Friday, June 24, 2005

Movies opening this week

Bewitched (Nicole Kidman, Will Ferrell, Michael Caine, dir. Nora Ephron)
I have a serious love for the old Bewitched TV show, which I watched all the time on Nick at Nite when I was a kid. I think Samantha Stephens was a big part of my sexual awakening; I'm writing an essay on her sexual allure for next week's Las Vegas Weekly. I've been watching old episodes of the show on DVD and on TV Land to prepare for the essay, and while the show certainly isn't brilliant and often comes across as dated, it does have a fairly sophisticated wit at times, and a complex take on gender politics in its own way. Not so this movie, which is a blah Ephron romantic comedy dressed up with a few bits of magic and an annoyingly convoluted meta premise. I suppose Ephron deserves credit for trying something other than a straight translation of the TV show, but the show-within-a-movie format only opens up a bunch of plot holes. Kidman and Ferrell (basically playing a slight variation on his Anchorman "arrogant asshole celebrity who gets anything he wants" persona) have less than no chemistry, and Ephron totally misses what made the core relationship on the show work, which was that Darrin and Samantha were married and were partners. As TV adaptations go, it could have been worse (and it's better than Kidman's last "comedy," The Stepford Wives), but it still misses the mark. Wide release

Land of the Dead (Simon Baker, Asia Argento, John Leguizamo, Dennis Hopper, dir. George A. Romero)
My review in Las Vegas Weekly
I hope I don't get any hate mail on this one like I did on Batman Begins and Revenge of the Sith. Romero fans are another subculture who can be very, um, vocal. And I am definitely a Romero fan, which is why I was so disappointed in how generic and pedestrian this movie is. I love Night of the Living Dead, I love Dawn of the Dead, I like Day of the Dead. I like zombie movies. And as a zombie movie, this is okay. It's got some good gore and a couple of decent scares. But it's totally sterilized, and I think a lot of people are just nostalgic for the (admittedly great) things that Romero used to do when they give this a good review. Wide release

3 comments:

Anonymous said...

You know, I saw the trailer for Bewitched and I thought it looked hilarious for the first two minutes or so... I thought it was a satire about people in Hollywood, in all seriousness, making a movie about Bewitched. And that just seemed funny. But then it all became clear - it was some silly supernatural-themed comedy. Oh well.

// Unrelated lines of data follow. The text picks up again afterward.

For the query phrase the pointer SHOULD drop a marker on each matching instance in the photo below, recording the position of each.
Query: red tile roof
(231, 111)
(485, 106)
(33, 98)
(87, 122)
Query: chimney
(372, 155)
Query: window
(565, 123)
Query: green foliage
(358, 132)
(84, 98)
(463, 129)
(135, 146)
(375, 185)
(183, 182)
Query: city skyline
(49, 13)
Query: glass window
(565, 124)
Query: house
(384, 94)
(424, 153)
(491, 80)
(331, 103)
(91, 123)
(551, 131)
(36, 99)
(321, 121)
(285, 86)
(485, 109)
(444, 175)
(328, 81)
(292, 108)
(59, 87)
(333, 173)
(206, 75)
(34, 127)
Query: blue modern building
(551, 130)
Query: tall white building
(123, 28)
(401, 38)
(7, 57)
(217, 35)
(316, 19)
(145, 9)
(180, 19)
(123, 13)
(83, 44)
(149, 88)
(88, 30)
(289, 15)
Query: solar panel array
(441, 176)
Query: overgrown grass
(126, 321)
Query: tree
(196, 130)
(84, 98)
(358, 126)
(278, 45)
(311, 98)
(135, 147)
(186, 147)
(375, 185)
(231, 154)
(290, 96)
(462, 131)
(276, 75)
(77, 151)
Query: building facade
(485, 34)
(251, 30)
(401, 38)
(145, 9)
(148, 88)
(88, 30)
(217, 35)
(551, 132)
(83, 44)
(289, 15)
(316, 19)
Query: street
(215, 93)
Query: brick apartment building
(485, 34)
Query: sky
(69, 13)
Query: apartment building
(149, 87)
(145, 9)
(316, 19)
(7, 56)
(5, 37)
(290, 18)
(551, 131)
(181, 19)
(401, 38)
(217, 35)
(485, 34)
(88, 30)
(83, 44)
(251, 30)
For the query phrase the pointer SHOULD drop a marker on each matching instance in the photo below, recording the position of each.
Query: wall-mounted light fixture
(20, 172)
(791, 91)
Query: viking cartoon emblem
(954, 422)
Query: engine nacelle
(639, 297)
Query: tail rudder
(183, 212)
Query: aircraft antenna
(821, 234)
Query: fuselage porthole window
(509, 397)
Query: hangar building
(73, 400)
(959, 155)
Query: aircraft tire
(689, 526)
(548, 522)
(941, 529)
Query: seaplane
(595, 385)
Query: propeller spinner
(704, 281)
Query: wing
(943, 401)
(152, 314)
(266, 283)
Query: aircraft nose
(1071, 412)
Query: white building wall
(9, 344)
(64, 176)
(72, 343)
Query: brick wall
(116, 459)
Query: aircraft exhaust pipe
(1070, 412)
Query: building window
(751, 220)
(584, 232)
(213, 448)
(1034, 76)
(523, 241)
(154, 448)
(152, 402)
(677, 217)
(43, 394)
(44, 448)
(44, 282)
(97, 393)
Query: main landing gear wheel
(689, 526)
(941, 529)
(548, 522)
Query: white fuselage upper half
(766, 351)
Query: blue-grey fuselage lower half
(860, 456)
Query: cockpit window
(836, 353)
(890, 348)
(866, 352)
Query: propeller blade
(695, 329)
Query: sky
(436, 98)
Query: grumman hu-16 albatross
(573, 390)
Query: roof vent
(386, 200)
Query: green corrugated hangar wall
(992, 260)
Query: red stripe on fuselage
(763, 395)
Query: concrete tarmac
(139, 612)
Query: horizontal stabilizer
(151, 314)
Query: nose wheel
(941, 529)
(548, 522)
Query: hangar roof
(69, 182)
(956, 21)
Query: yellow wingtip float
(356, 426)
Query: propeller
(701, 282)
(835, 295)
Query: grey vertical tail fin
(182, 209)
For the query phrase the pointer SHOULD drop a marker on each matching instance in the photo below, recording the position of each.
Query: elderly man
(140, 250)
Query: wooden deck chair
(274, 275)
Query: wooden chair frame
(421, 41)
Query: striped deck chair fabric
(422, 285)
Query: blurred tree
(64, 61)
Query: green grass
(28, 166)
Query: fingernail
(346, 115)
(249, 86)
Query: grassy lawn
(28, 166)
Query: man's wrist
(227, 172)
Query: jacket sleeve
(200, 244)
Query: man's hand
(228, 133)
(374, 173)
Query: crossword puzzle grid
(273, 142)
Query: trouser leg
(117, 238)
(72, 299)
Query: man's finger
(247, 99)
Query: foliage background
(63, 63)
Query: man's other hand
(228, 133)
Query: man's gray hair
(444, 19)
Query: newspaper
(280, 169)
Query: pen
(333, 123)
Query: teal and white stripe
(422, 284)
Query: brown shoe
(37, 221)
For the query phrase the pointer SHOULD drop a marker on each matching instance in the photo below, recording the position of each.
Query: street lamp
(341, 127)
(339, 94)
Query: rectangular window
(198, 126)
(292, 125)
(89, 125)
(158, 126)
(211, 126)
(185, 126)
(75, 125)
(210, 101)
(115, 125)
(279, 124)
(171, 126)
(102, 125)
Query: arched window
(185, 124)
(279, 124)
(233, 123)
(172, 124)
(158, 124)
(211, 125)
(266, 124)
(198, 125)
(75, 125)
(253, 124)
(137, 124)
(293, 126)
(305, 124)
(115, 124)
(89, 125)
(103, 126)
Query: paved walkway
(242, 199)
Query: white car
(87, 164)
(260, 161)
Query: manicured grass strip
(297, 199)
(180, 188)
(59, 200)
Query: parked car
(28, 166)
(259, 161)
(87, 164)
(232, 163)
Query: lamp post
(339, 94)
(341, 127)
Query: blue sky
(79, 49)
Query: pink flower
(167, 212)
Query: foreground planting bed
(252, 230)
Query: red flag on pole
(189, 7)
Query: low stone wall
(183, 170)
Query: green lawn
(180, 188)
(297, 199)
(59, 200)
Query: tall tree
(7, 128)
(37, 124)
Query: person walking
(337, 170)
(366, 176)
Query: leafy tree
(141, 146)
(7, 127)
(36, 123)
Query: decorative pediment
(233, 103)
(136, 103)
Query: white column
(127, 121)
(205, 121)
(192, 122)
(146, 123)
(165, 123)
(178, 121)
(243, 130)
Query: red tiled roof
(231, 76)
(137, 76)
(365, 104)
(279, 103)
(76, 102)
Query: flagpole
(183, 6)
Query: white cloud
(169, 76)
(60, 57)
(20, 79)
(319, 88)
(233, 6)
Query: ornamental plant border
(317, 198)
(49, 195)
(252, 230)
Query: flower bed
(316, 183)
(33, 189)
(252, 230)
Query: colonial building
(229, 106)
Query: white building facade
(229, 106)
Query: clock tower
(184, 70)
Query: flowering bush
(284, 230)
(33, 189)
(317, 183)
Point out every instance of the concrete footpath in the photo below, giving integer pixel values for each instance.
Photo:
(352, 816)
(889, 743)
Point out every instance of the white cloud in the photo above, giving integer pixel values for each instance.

Josh, your Bewitched review amused me. Just because you find Samantha's powers hot doesn't make the show feminist! You could make an argument for postfeminist, though.

Josh said...

I didn't necessarily mean that it was feminist, or post-feminist (I'm not clear enough on the specific distinctions), just that it wasn't anti-feminist, as some people seem to think. I guess making a choice to be a housewife isn't feminist per se, but I definitely don't think Samantha is a pawn of the patriarchy.

Anonymous said...

Josh, I'll give you more credit. You're right - I don't think Bewitched is anti-feminist, either.